If you are unsure about where to go next, have a look below.
What is ALICE?
Please check out the About ALICE pages to get some background information, a quick overview and see how to acknowledge it.
What's new with ALICE?
To get information about updates, upgrades, events, planned maintenance and more, have a look at the News page.
Here are the most recent news:
- 25 Feb. 2021 - Next major maintenance window on 08 March 2021: Please have a look at the maintenance page for details on our planned work and how it affects you.
- 12 Feb. 2021 (Update 22 Feb. 2021) - SSH Connection Stability: If you recently started experiencing that your ssh connection is breaking up after a few minutes of being idle, please check the settings below for you ssh configuration for ALICE. If this does not solve the issue, please contact the ALICE Helpdesk.
- for Linux, MacOS, Windows using OpenSSH command line connection: Make sure you use "ServerAliveInterval 60" and "ServerAliveCountMax 3" to your ssh config settings.
- MobaXterm: Go to Settings -> SSH -> SSH settings and enable "SSH keepalive"
- PuTTY: Go to Settings -> Connection -> Set a non-0 value in "Settings between keepalives" (e.g., 60)
- 25 Jan. 2021 - Outlook for ALICE in 2021: We have updated the section outlining our expansions plans for ALICE in 2021 (Future plans).
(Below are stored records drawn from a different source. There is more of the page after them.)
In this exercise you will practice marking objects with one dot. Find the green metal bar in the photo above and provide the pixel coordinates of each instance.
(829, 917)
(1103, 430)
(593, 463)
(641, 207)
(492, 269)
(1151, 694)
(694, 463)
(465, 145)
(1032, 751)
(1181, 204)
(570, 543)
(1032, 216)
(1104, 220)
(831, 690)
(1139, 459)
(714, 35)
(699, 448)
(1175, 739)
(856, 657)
Two major items this year will be the addition of a new parallel file storage system and the expansion of the GPU nodes. But there is more on our agenda, so stay tuned...
- 08 Jan. 2021 - SURF HPC Workshops: SURF is offering HPC-related workshops on various topics. You can find a list of upcoming workshops (and more) on the SURF website (Link). Workshops of interest to HPC users are:
- Webinar Introduction Supercomputing
- Webinar Introduction HPC Cloud
- Using the Amsterdam Modeling Suite in HPC systems
- SURF Research Week
Just Getting Started?
If you're new to ALICE, please check out the User Guide.
What more can I do with ALICE?
If you already have experience with ALICE and/or HPC, have a look at the Advanced Guide pages. Please note that many of the pages here are still under construction and subject to change.
What else is there about ALICE?
If you need more information on general topics, such as hardware, storage, and policies, please take a look at the Documentation pages. Please note that many of the pages here are still under construction and subject to change.
Have a question or feedback on ALICE?
If you have a question about ALICE, need help with using it or want to give us some feedback, please see the Support page to know how you can connect with us.
Status of ALICE?
Would you like to know how busy ALICE is and if all nodes are up, then please have a look at the Current Status Overview.
This is a quick overview:
ALICE node status
Login nodes: OK CPU nodes: OK GPU nodes: OK High-memory nodes: OK
- SSH connection breaking up after a few minutes
- We have received several reports that since last week ssh connections to ALICE are getting closed after a few minutes of being idle. This has not been the case before the 1 Feb.
- Changes to the ssh gateway require the client to keep SSH connection alive. This can be achieved by using the ServerAliveInterval setting (e.g., "ServerAliveInterval 60") in your ssh config settings for ALICE.
- Status: Potential solution posted. Waiting for user feedback
- Last Updated: 12 Feb 2021, 15:45 CET
- Slurm issue with ssh to compute nodes when more than one job is running:
- The current slurm version has a bug which prevents users from logging into the compute node on which their job is running if two or more jobs are running on the node. We are looking into this.
- If you try to log into a node which has more than job running you will see this error message: "Access denied by pam_slurm_adopt: you have no active jobs on this node Authentication failed."
- If your job is the only one running on the node, ssh to the node should work without a problem.